J Luynes2.jpg e reçois ta lettre de mercredi soir et jeudi, bien bonne et bien longue. Que te dirai-je ? Il faut t'adorer. Ta pauvre santé m'afflige bien. Je suis sûr que la campagne et tes coussins te rétabliront. Mais ne songe point à venir ici par cent raisons. D'abord le pays n'est pas tranquille et il y a tel événement qui pourrait nous engouffrer dans une bagarre effroyable1. Moi seul je m'échappe aisément. Et puis tu me gênerais dans mes courses [et tu doublerais ma dépense]2. Cette raison ne m'arrêterait pas si ta santé y devait gagner. Mais Luynes est un endroit malsain dans cette saison-ci. J'y reste le moins que je puis de peur de la fièvre, et je me sauve sur les hauteurs où l'air est plus pur mais où je ne pourrais me loger avec toi. Sitôt que je serai de retour, nous irons, si tu veux, nous établir quelque part, à Sceaux, à Saint-Germain. Au reste, attends quelques jours. Si l'empereur gagne la partie, ce pays-ci sera bientôt calme. Je retourne à Luynes et j'y achèverai mes affaires. Je visiterai mes bois et ferai du tapage aux gens qui me doivent. Malheureusement ils me connaissent et ne s'effraient pas de mes menaces, ils finissent toujours par payer quand ils veulent.
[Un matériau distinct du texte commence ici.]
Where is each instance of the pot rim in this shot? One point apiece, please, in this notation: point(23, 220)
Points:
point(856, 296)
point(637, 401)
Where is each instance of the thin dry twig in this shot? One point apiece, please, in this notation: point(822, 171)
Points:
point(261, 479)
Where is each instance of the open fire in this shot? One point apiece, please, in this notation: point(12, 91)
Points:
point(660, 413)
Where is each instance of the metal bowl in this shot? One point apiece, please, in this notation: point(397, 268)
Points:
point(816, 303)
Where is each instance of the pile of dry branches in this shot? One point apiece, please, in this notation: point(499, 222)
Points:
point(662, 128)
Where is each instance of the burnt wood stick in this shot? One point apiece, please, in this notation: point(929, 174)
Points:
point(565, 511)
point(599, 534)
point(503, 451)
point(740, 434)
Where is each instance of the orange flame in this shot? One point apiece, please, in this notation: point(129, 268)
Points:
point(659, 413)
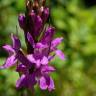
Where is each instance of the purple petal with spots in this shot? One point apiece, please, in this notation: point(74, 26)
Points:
point(51, 85)
point(30, 39)
point(16, 42)
point(48, 36)
point(60, 54)
point(10, 61)
point(47, 69)
point(55, 43)
point(43, 84)
point(22, 69)
point(44, 61)
point(9, 49)
point(21, 19)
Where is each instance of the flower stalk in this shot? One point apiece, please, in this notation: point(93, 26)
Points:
point(34, 67)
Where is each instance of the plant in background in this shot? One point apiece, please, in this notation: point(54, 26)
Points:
point(33, 66)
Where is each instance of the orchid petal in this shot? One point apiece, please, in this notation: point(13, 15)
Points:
point(10, 61)
point(51, 85)
point(60, 54)
point(43, 84)
point(9, 49)
point(44, 60)
point(30, 39)
point(56, 42)
point(16, 42)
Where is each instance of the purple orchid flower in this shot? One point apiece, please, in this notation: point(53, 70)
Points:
point(11, 60)
point(36, 74)
point(33, 67)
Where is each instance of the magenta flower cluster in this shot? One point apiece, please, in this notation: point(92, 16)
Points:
point(33, 66)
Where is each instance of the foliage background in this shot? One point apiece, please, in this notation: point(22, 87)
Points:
point(75, 20)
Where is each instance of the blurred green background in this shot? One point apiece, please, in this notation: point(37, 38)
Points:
point(75, 20)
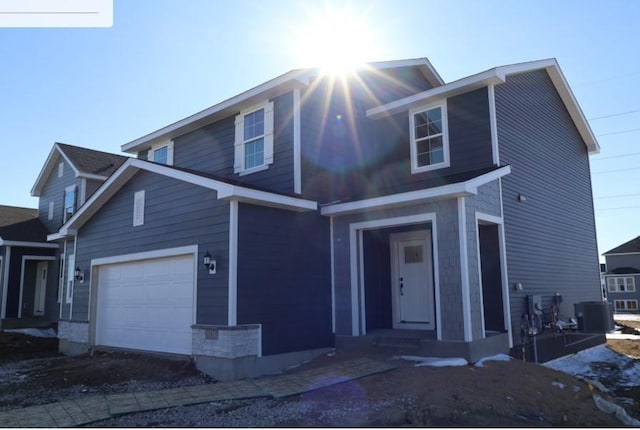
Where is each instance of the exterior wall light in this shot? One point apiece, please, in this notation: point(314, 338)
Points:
point(79, 274)
point(209, 263)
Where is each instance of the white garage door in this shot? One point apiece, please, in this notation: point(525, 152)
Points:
point(146, 305)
[Je relis dix fois tes lettres. Mais si tu savais comme je suis habile à me tourmenter. Celle d’hier m’avait paru courte, embarrassée, il me semblait que tu m’écrivais comme par devoir et avec peine. Je te voyais lancée dans les parties de plaisir, que sais-je, mille visions. J’enrageais de t’avoir quittée, de t’avoir laissée à Paris. Mais celle-ci m’a fait grand plaisir, à l’article près de ta santé. Cette abondance du parfum me fait bien de la peine. A propos, ton petit papier, sais-tu ce qu’il a produit. Je l’ai d’abord pris, il avait conservé toute ton odeur…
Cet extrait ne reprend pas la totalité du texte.